Tuesday, November 08, 2011

Buy Local: Another kind of American Revolution!

I got a message on facebook the other day about ditching the Chinese-produced gifts for a more “American” Christmas. And, okay, I couldn't resist forwarding it on, but I was uncomfortable with the “us against them” mentality. That's just not my style. You know, the whole "we are all connected" yogini thing doesn't mesh well with antagonism.

In its original form, the message denigrated Chinese products and factories, insinuating that what’s economically wrong with America is China’s fault. It also implied that Christmas had been hijacked by Chinese, mass-produced products. May I suggest that it is not anyone’s fault but our own? We make our own decisions about what we buy. Yes, Made in China is synonymous with inexpensive, or dare I say, cheap, but, who says we have to buy as much crap as our $20 can buy? Aren't we sick of tripping over all the stuff we don't have enough drawers to contain? Why not invest in a gift that is of local quality and non-cluttery?

And while we’re doing that, we can quietly start an American Revolution and economic recovery with our dollars. So, here's my spin on making our holidays a locally supportive affair.

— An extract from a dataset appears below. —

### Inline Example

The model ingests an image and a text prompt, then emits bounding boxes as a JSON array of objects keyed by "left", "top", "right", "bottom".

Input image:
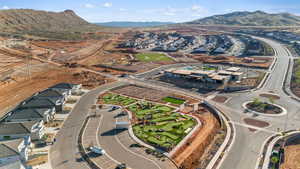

“As the holidays approach, the giant Asian factories are kicking into high gear to provide Americans with monstrous piles of cheaply produced goods”, says our intrepid, anonymous facebooker. Frankly, I throw away so much of this stuff throughout the year that the thought of all those prettily wrapped plastic crippity-crap toys coming into my house makes me nauseous. I’ve been pondering the alternatives. I’ve contemplated the idea of donating money so a goat can be given to a family in Zimbabwe, but I believe in staying local, so, where does that leave me? I already buy most of my birthday presents from local businesses, so keeping my dollars local for the holidays is the logical leap. And, think about this, I will not only be buying a unique gift for someone, but also helping to keep someone employed and maybe even helping to create new jobs.

As our facebooker put it, “Who says a gift needs to fit in a shirt box?” Let’s think outside the box, and focus on services, rather than objects for a moment. Keep it local and here’s a quick list of gift certificate ideas to get your neurons firing:

Haircut, mani/pedi, car detailing, dining out, gym membership, personal training, massage, spa services, golf, bowling, oil change, local maid service, computer services/tune-up, lawn care/mowing, local nursery plants, drive-way sealing, and yoga classes

I am emphasizing LOCAL because supporting small businesses, owned and operated by local residents, supports your community, keeps it alive and economically stable. But, remember franchises are locally owned; just look into the business before you buy.

So, you just have to have something wrapped under the tree Christmas morning? No problem. You can still buy local and kick the economy into overdrive. Go to your town’s downtown district to buy something local. Maybe a nice gift basket from the local wine and cheese shop? Get even more local, make it local wine and cheese. Support your local artists - painters, musicians and craftsmen and buy their pottery, jewelry, textiles, paintings, and all manner of arts and crafts. Most churches have Christmas bazaars showcasing local craftsmen and artists. You’d be surprised at the wonderful things you can find there. Hey, and don't forget your local farmers: eggs, milk, cheese, and various other farm-raised goods. Maybe some local beef for the freezer?

Keep your holiday celebrations local, too. Our facebooker suggests, “Plan your holiday outings at local, owner operated restaurants and leave your server a nice tip. And, how about going out to see a play or ballet at your hometown theatre? Musicians need love, too, so make a point of going out to see the local bands.” Love this. In other words, whatever you can do to use a local service or buy a local product helps spread the revolution.

But, shhhhh, let’s not make Christmas too overtly political. Let’s keep it about spreading the love and the money, and let the revolution quietly take over.